Koller: Mit Feinarbeit zum Erfolg

Bochums Coach Marcel Koller

Beifall für sein Team: Bochums Coach Marcel Koller. dpa

"15 Punkte, das ist eine gute Basis", urteilt Abwehrchef Marcel Maltritz. "Schade, dass jetzt Pause ist. Wir sind gerade richtig in Fahrt."

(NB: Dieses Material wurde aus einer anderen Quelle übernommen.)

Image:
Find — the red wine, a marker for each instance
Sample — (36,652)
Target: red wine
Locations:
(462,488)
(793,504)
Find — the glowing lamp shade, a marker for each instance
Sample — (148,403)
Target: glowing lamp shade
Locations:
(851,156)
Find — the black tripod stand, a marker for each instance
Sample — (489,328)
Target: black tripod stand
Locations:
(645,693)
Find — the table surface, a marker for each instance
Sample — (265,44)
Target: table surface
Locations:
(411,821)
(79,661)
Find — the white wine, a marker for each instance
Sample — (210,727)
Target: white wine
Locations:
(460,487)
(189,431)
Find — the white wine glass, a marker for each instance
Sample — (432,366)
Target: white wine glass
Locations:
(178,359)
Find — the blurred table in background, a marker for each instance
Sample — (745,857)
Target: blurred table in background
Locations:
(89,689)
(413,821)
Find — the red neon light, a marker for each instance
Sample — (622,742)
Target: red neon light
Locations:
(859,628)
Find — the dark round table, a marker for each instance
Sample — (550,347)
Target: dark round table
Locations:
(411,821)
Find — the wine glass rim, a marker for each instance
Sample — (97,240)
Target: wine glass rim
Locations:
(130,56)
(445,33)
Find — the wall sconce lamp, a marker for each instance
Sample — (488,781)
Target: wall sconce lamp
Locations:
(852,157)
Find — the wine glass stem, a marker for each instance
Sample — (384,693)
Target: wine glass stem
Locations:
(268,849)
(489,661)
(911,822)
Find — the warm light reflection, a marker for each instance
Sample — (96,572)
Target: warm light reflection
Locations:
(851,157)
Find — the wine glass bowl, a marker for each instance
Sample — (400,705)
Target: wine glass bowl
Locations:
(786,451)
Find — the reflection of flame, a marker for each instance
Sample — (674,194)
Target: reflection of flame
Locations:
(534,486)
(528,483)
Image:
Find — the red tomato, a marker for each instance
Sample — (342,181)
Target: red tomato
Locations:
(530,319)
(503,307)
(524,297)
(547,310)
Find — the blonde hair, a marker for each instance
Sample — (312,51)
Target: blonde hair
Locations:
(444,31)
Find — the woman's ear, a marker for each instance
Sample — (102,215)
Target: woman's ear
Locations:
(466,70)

Dazu hat Koller mit seiner Feinarbeit ein großes Stück beigetragen. Er stellte seine Mannschaft auf ein flexibles 4-1-3-2-System um, beorderte den fleißigen, aber meist erfolglos ackernden Joel Epalle aus dem Zentrum auf die rechte Seite und schickte den agilen Stanislav Sestak in die Mitte, wo der Slowake aufblüht und in Duisburg beide Treffer vorbereitete. Der Einbau des alten Weggefährten Daniel Imhof, der unter Koller schon in Wil und St.Gallen spielte, war zwar naheliegend, aber nicht minder von Erfolg gekrönt. Der Defensivmann verrichtet seine Arbeit unspektakulär, kommt dank guter Laufarbeit mit wenigen Fouls aus und erzielt überdies entscheidende Tore: Das vorentscheidende 2:0 gegen den HSV, nun die wichtige Führung. Ist Kapitän Thomas Zdebel wieder fit, dürfte es Koller schwer fallen, Imhof aus der Startelf zu streichen.

Entspannte Tage also für Koller, der seine Spieler mit einem freien Wochenende belohnte. Und demnächst steht offenbar die Verlängerung seines auslaufenden Vertrages an. Auch während der Phase von acht sieglosen Spielen hatte Vereins-Boss Werner Altegoer die grundsätzliche Zufriedenheit mit der Arbeit des Schweizers betont. Zwar gibt es noch keinen Gesprächstermin, aber die gemeinsame Absicht ist bekannt. Auch wenn Koller vorher konkret klären will, wie es im Klub weitergeht, ob etwa, wie im Sommer 2007, ein personeller Aderlass droht. Bisher wurde mit Koller, seit 1.Juli 2005 beim VfL, jeweils um ein Jahr verlängert; nun geht es wohl um eine Ausdehnung bis 2010.